Central banks may have to “start back-peddling on their ultra-loose policy as inflation is inching up,” Merk wrote. “In much of Europe, expect mostly dovish talk, then a change of heart that might come rather suddenly.” Sweden’s Riksbank, which boosted its program of quantitative easing as recently as April, will have to do a “U-Turn” on policy, he wrote.
So far he’s been wrong with regards to the dollar. The greenback has climbed versus all most of its major peers this year as the Federal Reserve’s plans for higher rates contrasts with asset purchases and negative borrowing costs overseas.
The Merk Hard Currency Fund has shrunk to $150 million, from $255 million at the end of September. It has lost about 8 percent this year, trailing over 80 percent of its peers, according to data compiled by Bloomberg.
The euro area took another step away from deflation in May, when consumer prices rose for the first time in six months after holding steady in April, a report showed Tuesday. Inflation expectations have also edged higher, with one of the ECB’s preferred measures at 1.77 percent, approaching its highest since November.
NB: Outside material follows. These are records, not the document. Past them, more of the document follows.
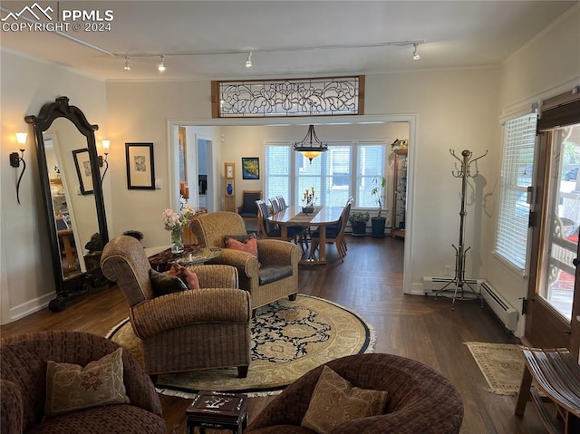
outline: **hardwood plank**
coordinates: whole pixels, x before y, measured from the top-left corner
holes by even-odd
[[[545,432],[531,403],[523,418],[514,415],[517,397],[487,391],[487,382],[464,342],[519,343],[493,313],[477,302],[402,294],[403,240],[353,237],[344,262],[329,245],[328,265],[300,268],[301,292],[357,312],[374,328],[375,352],[390,352],[433,367],[458,388],[465,416],[462,433]],[[48,309],[0,328],[2,336],[35,330],[82,330],[105,335],[128,315],[116,286],[89,294],[61,313]],[[250,368],[251,369],[251,368]],[[250,420],[273,397],[249,400]],[[189,400],[160,395],[169,433],[185,432]],[[224,431],[221,431],[224,432]]]

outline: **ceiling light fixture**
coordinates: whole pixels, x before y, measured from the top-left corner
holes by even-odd
[[[316,132],[314,132],[314,126],[310,125],[306,137],[302,141],[296,141],[294,144],[294,150],[306,157],[310,160],[310,164],[312,164],[313,159],[328,150],[328,145],[318,139]]]

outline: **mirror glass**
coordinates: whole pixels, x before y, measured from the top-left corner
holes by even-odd
[[[43,133],[63,279],[98,266],[85,245],[99,232],[86,138],[66,118]],[[86,258],[86,260],[85,260]]]
[[[68,300],[110,285],[99,264],[109,241],[94,134],[99,126],[65,96],[24,121],[34,130],[56,286],[48,307],[60,312]]]

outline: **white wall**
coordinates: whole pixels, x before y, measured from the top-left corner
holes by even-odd
[[[54,296],[50,247],[38,177],[32,128],[24,116],[58,96],[68,96],[91,123],[106,123],[105,84],[66,69],[0,50],[0,303],[2,323],[25,316]],[[9,152],[17,151],[14,133],[28,131],[26,172],[16,203],[16,170],[8,165]],[[97,137],[106,130],[97,131]]]
[[[529,108],[533,101],[539,103],[580,85],[580,6],[515,53],[503,65],[499,85],[500,114]],[[493,159],[498,166],[500,154]],[[495,256],[493,246],[488,247],[482,252],[488,264],[488,281],[521,314],[520,298],[527,297],[527,276],[519,275]],[[516,335],[524,335],[524,326],[520,321]]]

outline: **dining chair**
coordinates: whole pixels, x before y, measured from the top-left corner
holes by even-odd
[[[300,235],[300,231],[303,230],[304,227],[289,226],[286,228],[286,236],[283,237],[282,228],[278,225],[268,221],[269,211],[266,201],[256,200],[256,205],[257,206],[259,214],[258,227],[260,233],[264,234],[267,238],[276,238],[284,241],[296,241],[296,239],[298,239],[297,237]]]
[[[274,214],[279,213],[281,209],[280,209],[280,204],[278,203],[278,199],[276,198],[270,198],[268,200],[272,205],[272,210],[274,211]]]
[[[288,206],[286,205],[286,201],[284,198],[284,196],[276,196],[276,198],[278,199],[278,204],[280,204],[280,211],[284,211],[285,208],[288,207]]]

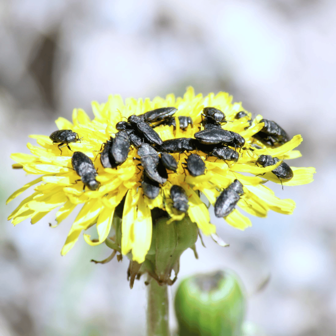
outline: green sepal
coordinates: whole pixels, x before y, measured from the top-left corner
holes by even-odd
[[[229,270],[184,280],[175,297],[179,336],[241,336],[244,292]]]

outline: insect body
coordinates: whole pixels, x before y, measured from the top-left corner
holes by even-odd
[[[158,148],[160,152],[168,153],[183,153],[196,149],[195,139],[192,138],[178,138],[166,140]]]
[[[275,121],[262,119],[259,122],[260,123],[264,123],[264,127],[253,136],[264,144],[281,145],[289,141],[288,135]]]
[[[138,148],[143,142],[139,132],[127,121],[120,121],[116,125],[118,131],[124,131],[127,133],[130,143],[136,148]]]
[[[243,184],[238,180],[235,180],[220,193],[216,200],[216,217],[225,217],[232,212],[240,199],[240,196],[244,193]]]
[[[146,141],[152,144],[161,145],[162,140],[160,136],[149,125],[135,115],[133,115],[128,117],[127,121],[135,129],[137,129]]]
[[[143,193],[149,198],[153,200],[155,198],[160,192],[160,187],[159,183],[149,178],[145,174],[142,176],[142,181],[141,182]]]
[[[189,208],[188,198],[184,190],[179,185],[174,185],[170,188],[170,198],[173,202],[173,206],[182,212],[186,212]]]
[[[223,160],[234,161],[235,162],[238,161],[238,159],[239,158],[239,155],[238,152],[226,146],[218,148],[214,148],[210,153],[210,155],[215,156]]]
[[[198,154],[191,154],[186,161],[187,169],[192,176],[199,176],[204,173],[205,164]]]
[[[161,153],[161,161],[167,169],[176,172],[176,170],[177,169],[177,163],[172,155],[164,152]]]
[[[53,143],[61,143],[57,146],[61,151],[61,155],[62,150],[61,148],[62,147],[66,146],[71,151],[71,149],[70,148],[69,143],[70,142],[76,142],[81,140],[77,133],[73,132],[71,129],[60,129],[59,131],[55,131],[50,135],[49,137],[52,140]]]
[[[160,158],[158,152],[150,144],[144,143],[138,150],[141,164],[147,176],[151,179],[162,184],[167,181],[167,178],[161,176],[158,171]],[[167,172],[166,171],[166,173]]]
[[[127,132],[120,131],[116,133],[111,150],[117,163],[120,164],[126,161],[129,152],[130,145],[129,138]]]
[[[196,132],[194,136],[201,143],[205,144],[216,144],[221,142],[226,144],[235,141],[232,133],[229,131],[221,128],[214,128]]]
[[[75,152],[71,158],[74,169],[81,177],[84,183],[91,190],[96,190],[99,187],[99,182],[96,180],[97,171],[91,159],[81,152]]]
[[[178,122],[180,124],[180,128],[182,129],[185,129],[188,127],[188,125],[190,124],[192,127],[194,125],[193,123],[193,119],[190,117],[186,117],[184,116],[179,116]],[[157,125],[155,125],[159,126],[160,125],[168,125],[168,126],[173,126],[174,129],[176,128],[176,121],[175,120],[175,117],[172,117],[163,120],[161,122],[159,123]]]
[[[149,111],[138,116],[142,121],[154,122],[171,117],[177,110],[177,109],[172,107],[162,107]]]
[[[260,163],[263,167],[275,165],[281,161],[278,158],[272,158],[270,155],[260,155],[258,157],[257,162]],[[283,162],[272,172],[279,177],[281,181],[282,178],[290,179],[294,176],[293,170],[286,163]]]

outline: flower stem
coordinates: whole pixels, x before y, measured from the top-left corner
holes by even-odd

Policy makers are targeting just below 2 percent.
With inflation threatening to keep real interest rates negative for an extended period, Merk’s preferred investment is gold, a traditional hedge against consumer-price moves. The dollar is vulnerable to disappointing economic data and may still be overvalued, he wrote.
“Gold is an asset with a positive return expectation over the long term,” Merk wrote. On the greenback, “we believe the market got way ahead of itself. Even with the recent leveling off, we believe the dollar may still be expensive.”